# Diagnosis Execution Detailed Workflow

This document contains the detailed execution steps for SysOM deep diagnosis (Steps 4–9), referenced from the Core Workflow in SKILL.md.

All `aliyun` CLI commands **MUST** include `--user-agent AlibabaCloud-Agent-Skills`.

---

## Step 4 — Ambiguous Problem Clarification (Inversion Gate)

Before entering the diagnosis pipeline, **the following two required parameters MUST be confirmed**. If the user's question does not include this information, you must ask the user — **do NOT guess or use default values**.

### Required Parameters

| Parameter | Description | Example |
|-----------|-------------|---------|
| `region` | Region of the ECS instance | `cn-hangzhou`, `cn-beijing`, `cn-shanghai` |
| `instance_id` | ECS instance ID | `i-bp1xxxxxxxxxxxxxxx` |

### Clarification Flow

**4a. Check if the user's input already contains region and instance_id**

Extract these two parameters from the user's problem description. Common expressions include:
- "instance i-bp1xxx in Hangzhou" (region=cn-hangzhou, instance_id=i-bp1xxx)
- "instance i-bp1xxx in Beijing" (region=cn-beijing, instance_id=i-bp1xxx)

**4b. If either parameter is missing, ask the user**

> 🔍 To perform SysOM deep diagnosis, I need to confirm the following:
>
> - **Instance ID**: Please provide the ECS instance ID (format: `i-bp1xxxxxxxx`)
> - **Region**: The Alibaba Cloud region where the instance is located (e.g., `cn-hangzhou`, `cn-beijing`, `cn-shanghai`)

**4c. Also extract optional context**

- `ocd_description`: The problem symptoms described by the user
- **Time range inference** (see below)
- `uid`: If the user mentioned an account ID

**⚠️ CRITICAL: Time Inference and Historical Diagnosis Recommendation**

When the user's description contains **any temporal reference** — even vague ones — you **MUST** proactively infer the time range and recommend historical diagnosis mode. Do NOT silently default to real-time diagnosis when the problem clearly occurred in the past.

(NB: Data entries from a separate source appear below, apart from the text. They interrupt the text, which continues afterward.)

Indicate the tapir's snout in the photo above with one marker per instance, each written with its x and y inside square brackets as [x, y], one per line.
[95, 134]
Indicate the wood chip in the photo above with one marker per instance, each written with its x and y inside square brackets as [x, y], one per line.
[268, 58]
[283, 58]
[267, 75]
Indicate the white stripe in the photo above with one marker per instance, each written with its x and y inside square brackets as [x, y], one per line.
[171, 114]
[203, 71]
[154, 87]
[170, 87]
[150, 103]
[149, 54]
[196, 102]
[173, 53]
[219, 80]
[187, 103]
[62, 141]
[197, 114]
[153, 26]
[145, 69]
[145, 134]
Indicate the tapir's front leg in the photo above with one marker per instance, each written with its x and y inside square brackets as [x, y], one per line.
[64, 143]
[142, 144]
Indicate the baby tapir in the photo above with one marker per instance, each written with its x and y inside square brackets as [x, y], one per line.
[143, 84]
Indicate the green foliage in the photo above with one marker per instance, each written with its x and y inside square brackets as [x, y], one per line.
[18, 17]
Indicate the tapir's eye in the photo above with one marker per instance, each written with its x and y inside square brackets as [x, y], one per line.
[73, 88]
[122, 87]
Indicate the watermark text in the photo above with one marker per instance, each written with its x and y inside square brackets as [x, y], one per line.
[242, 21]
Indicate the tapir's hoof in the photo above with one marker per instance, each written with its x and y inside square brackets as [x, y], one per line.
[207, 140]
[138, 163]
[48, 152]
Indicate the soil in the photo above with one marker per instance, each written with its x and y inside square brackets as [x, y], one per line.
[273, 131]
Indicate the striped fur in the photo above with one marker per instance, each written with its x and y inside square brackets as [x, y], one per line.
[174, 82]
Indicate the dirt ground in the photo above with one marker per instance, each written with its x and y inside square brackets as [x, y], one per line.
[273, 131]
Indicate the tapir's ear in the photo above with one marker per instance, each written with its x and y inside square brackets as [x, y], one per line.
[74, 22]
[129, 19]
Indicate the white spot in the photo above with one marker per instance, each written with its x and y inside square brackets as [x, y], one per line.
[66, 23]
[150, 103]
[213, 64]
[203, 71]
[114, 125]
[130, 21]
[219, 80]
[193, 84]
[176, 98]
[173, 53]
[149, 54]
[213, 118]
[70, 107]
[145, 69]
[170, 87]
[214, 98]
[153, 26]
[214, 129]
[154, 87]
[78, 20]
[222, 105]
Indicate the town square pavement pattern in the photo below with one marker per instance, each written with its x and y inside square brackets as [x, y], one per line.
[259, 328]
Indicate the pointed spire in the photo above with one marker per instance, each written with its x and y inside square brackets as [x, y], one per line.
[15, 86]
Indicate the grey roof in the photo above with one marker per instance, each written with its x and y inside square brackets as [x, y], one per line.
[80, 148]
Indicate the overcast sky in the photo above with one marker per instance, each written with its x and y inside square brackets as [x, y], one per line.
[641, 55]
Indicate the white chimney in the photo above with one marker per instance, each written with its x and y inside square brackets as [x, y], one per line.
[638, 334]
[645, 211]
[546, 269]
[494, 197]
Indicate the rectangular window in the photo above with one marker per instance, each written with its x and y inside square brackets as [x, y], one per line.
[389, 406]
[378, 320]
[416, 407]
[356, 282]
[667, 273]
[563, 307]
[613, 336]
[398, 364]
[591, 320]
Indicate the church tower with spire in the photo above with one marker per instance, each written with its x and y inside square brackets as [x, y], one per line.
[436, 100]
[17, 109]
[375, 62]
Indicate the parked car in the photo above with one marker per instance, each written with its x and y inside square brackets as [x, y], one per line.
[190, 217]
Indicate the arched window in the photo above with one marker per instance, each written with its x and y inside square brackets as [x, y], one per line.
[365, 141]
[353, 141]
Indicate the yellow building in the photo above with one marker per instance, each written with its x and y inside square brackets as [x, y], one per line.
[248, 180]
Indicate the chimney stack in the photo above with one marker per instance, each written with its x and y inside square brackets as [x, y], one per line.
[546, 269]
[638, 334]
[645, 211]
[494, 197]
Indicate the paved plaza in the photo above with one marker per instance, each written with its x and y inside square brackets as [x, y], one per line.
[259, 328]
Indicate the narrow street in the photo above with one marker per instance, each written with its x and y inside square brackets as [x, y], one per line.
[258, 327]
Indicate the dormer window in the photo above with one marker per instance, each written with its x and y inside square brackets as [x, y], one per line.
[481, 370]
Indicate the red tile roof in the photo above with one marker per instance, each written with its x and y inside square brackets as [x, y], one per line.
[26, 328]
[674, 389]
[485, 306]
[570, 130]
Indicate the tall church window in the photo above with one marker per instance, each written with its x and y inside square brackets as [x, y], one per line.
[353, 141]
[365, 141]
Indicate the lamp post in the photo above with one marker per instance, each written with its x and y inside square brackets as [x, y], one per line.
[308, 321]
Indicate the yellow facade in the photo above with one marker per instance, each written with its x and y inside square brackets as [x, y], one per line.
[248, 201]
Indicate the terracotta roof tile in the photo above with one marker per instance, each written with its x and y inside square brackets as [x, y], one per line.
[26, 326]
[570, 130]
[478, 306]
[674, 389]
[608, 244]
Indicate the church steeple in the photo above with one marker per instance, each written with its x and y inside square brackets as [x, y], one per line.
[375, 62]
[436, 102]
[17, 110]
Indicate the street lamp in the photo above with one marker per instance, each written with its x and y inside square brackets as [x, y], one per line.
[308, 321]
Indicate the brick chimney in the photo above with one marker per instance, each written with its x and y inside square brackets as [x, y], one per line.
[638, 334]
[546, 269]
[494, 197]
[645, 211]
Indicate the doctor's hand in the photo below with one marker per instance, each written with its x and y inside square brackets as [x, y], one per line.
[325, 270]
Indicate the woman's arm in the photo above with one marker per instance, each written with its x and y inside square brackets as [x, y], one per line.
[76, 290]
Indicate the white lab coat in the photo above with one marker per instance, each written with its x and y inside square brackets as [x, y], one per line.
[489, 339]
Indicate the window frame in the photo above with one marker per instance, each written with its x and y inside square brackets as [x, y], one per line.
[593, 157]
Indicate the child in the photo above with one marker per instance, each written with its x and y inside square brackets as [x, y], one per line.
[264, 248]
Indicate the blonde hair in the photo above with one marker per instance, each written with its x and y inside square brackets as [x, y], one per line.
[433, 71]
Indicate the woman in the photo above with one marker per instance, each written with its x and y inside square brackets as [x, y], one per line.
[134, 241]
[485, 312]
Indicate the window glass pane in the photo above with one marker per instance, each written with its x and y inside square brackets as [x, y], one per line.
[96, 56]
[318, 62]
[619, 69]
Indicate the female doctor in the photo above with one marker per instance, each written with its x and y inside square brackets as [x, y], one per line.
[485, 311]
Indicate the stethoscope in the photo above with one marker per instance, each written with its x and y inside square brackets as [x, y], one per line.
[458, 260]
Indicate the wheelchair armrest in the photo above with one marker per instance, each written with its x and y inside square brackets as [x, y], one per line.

**Time inference examples:**

| User Description | Inferred Action |
|-----------------|----------------|
| "The server crashed this morning" | Ask: "When exactly did the crash happen this morning? I'll use historical diagnosis to analyze that time window." |
| "Yesterday afternoon there was high CPU" | Ask: "Around what time yesterday afternoon? I'll run historical diagnosis for that period." |
| "It went down around 3am" | Convert to Unix timestamps for today's 3am (±30min buffer), recommend historical diagnosis |
| "The instance rebooted unexpectedly last night" | Ask for approximate time, recommend historical diagnosis |
| "There's been high load for the past 2 hours" | Calculate start_time = now - 2h, recommend historical diagnosis |
| "The server is slow right now" | No time inference needed, use real-time diagnosis (default) |

**Rules:**
1. If the user mentions a **past event** (crash, reboot, spike that already happened), you **MUST** ask for the specific time and recommend historical diagnosis
2. If the user describes an **ongoing issue** ("right now", "currently"), use real-time diagnosis
3. When asking for time, also provide the option: "Or would you prefer a real-time diagnosis to check the current state?"
4. Convert natural language time references to Unix timestamps using the current time as reference

**⚠️ IMPORTANT: `ocd_description` MUST be in English only**

The SysOM API restricts `ocd_description` to only `[a-zA-Z0-9_.~-]` characters. You must translate the user's problem description into short English keywords connected by underscores.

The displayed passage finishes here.